Memory Virtualization
EPT, shadow paging, balloon driver, and huge pages for KVM guests
Two layers of address translation
A guest OS thinks it controls physical memory. It doesn't — it controls guest physical addresses (GPA), which KVM translates to host physical addresses (HPA) using a second page table layer.
Guest virtual → Guest physical → Host physical
(guest CR3) (EPT / shadow PT)
Without hardware: two separate walks, merged by software (shadow paging)

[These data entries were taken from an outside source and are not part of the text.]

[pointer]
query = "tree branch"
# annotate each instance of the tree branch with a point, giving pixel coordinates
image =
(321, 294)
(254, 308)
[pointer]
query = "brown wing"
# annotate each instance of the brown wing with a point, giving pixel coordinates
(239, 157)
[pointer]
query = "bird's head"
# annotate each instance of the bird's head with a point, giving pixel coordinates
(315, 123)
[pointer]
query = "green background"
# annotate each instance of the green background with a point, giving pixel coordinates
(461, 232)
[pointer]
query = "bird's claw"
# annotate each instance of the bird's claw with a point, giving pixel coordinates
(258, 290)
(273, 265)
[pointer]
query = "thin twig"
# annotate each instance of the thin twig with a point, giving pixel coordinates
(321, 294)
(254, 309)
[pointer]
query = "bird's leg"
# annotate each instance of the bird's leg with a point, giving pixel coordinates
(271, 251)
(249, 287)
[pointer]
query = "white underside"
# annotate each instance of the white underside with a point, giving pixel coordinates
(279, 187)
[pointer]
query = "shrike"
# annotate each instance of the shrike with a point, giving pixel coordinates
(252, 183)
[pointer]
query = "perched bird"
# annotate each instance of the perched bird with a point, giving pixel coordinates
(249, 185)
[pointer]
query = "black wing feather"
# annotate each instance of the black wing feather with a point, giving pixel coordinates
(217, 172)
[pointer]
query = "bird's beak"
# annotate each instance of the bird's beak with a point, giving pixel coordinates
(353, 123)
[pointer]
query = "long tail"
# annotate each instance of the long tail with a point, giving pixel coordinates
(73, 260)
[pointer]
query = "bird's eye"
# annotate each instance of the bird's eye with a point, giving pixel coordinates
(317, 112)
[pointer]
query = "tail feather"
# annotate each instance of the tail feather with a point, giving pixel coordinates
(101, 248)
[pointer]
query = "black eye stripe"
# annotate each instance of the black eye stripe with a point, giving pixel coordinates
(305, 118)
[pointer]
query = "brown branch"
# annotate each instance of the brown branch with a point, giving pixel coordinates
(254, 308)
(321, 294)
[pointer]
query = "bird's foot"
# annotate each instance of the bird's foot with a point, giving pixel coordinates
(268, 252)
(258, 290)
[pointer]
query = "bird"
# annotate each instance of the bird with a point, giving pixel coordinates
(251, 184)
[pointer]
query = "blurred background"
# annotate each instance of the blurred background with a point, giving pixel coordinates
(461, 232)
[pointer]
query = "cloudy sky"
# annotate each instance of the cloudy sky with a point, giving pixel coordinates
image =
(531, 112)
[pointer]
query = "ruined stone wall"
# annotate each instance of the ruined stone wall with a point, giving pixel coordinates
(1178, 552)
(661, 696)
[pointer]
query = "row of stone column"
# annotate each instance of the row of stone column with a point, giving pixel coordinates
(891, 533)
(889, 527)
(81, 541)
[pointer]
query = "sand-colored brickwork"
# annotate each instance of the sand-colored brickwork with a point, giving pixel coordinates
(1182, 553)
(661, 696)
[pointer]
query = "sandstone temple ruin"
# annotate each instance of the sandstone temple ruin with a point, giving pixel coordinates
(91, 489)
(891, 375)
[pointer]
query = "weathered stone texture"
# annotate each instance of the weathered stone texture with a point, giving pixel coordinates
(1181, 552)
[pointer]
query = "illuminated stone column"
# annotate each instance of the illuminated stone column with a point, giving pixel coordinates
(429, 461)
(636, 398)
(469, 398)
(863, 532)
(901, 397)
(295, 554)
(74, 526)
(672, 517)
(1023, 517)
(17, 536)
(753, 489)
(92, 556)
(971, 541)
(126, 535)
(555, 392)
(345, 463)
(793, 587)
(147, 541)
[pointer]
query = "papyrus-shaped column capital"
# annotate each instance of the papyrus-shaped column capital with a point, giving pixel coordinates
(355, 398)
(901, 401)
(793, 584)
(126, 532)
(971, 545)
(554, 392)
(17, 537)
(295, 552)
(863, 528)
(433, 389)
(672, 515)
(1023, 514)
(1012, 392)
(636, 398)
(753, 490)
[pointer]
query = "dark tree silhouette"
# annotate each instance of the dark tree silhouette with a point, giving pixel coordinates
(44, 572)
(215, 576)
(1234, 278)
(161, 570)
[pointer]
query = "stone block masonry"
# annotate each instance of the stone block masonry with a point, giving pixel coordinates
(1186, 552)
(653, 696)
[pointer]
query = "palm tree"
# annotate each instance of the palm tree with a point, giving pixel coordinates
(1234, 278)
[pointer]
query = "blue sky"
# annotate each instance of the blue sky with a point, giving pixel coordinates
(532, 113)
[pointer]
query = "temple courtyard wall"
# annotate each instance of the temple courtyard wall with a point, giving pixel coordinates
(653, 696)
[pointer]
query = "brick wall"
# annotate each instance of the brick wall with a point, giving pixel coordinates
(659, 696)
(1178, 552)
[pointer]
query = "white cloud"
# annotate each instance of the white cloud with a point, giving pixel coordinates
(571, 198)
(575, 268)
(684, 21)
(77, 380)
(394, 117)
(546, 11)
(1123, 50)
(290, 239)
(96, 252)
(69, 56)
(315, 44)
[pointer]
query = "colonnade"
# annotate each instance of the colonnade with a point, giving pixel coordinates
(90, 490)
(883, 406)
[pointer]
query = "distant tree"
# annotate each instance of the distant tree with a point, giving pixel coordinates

With EPT/NPT: hardware does a 2D walk automatically
Extended Page Tables (EPT / NPT)
Intel EPT (Extended Page Tables) and AMD NPT (Nested Page Tables) are the hardware mechanisms for GPA→HPA translation. They eliminate the need for shadow page tables on modern hardware.
EPT page walk
The CPU walks both GCR3 (guest CR3) and the EPT pointer (EPTP) simultaneously:
For a 4-level guest walking a 4-level EPT, the hardware may touch up to 24 page table entries in the worst case (4 guest + 4×4 EPT walks).
struct kvm_mmu
/* arch/x86/include/asm/kvm_host.h */
struct kvm_mmu {
/* Page fault handler: invoked on GPA fault */
int (*page_fault)(struct kvm_vcpu *vcpu,
struct kvm_page_fault *fault);
/* TLB flush */
void (*invlpg)(struct kvm_vcpu *vcpu, gva_t gva, hpa_t root_hpa);
/* Root (top-level EPT/shadow PT physical address) */
hpa_t root_hpa;
gpa_t root_pgd;
union kvm_mmu_page_role root_role;
/* GPA fault address from VMCS exit qualification */
gpa_t gpa_available;
/* Shadow page table state */
struct kvm_mmu_page *pae_root;
struct kvm_mmu_root_info prev_roots[KVM_MMU_NUM_PREV_ROOTS];
};
EPT violation handling
When a guest accesses memory with no EPT entry, the CPU triggers an EPT violation VM exit:
/* arch/x86/kvm/mmu/mmu.c */
static int handle_ept_violation(struct kvm_vcpu *vcpu)
{
gpa_t gpa = vmcs_read64(GUEST_PHYSICAL_ADDRESS);
u64 exit_qual = vmcs_readl(EXIT_QUALIFICATION);
/*
* exit_qual bits:
* bit 0: read fault
* bit 1: write fault
* bit 2: fetch fault
* bit 7: GPA in addr translation of GVA (not a direct access)
*/
/* Look up or create the HPA mapping */
return kvm_mmu_page_fault(vcpu, gpa, error_code, NULL, 0);
}
static int kvm_mmu_page_fault(struct kvm_vcpu *vcpu, gpa_t cr2_or_gpa,
u64 error_code, ...)
{
/* Try to resolve the fault by building EPT entries */
r = kvm_mmu_do_page_fault(vcpu, cr2_or_gpa, error_code, false, &emulation_type);
if (r == RET_PF_INVALID) {
/* Emulate the access (e.g., MMIO to a device region) */
r = handle_mmio_page_fault(vcpu, cr2_or_gpa, is_present_gpte(error_code));
}
return r;
}
struct kvm_mmu_page (shadow pages)
KVM tracks EPT/shadow pages via struct kvm_mmu_page. One struct per page table page:
struct kvm_mmu_page {
struct list_head link; /* in kvm->arch.active_mmu_pages */
struct hlist_node hash_link; /* hash table by gfn */
struct list_head lpage_disallowed_link;
bool unsync; /* sptes may be out of date */
u8 mmu_valid_gen; /* generation counter */
gfn_t gfn; /* guest frame number this page maps */
union kvm_mmu_page_role role; /* level, cr4_pae, access bits, ... */
u64 *spt; /* the actual page table page (4096 bytes) */
gfn_t *shadowed_translation; /* gfn for each spte */
struct kvm_rmap_head parent_ptes; /* reverse map: who points here */
atomic_t write_flooding_count;
};
Shadow paging (without EPT)
On older hardware without EPT, KVM maintains shadow page tables that directly map GVA→HPA. The guest's CR3 points to the shadow page table, not its own.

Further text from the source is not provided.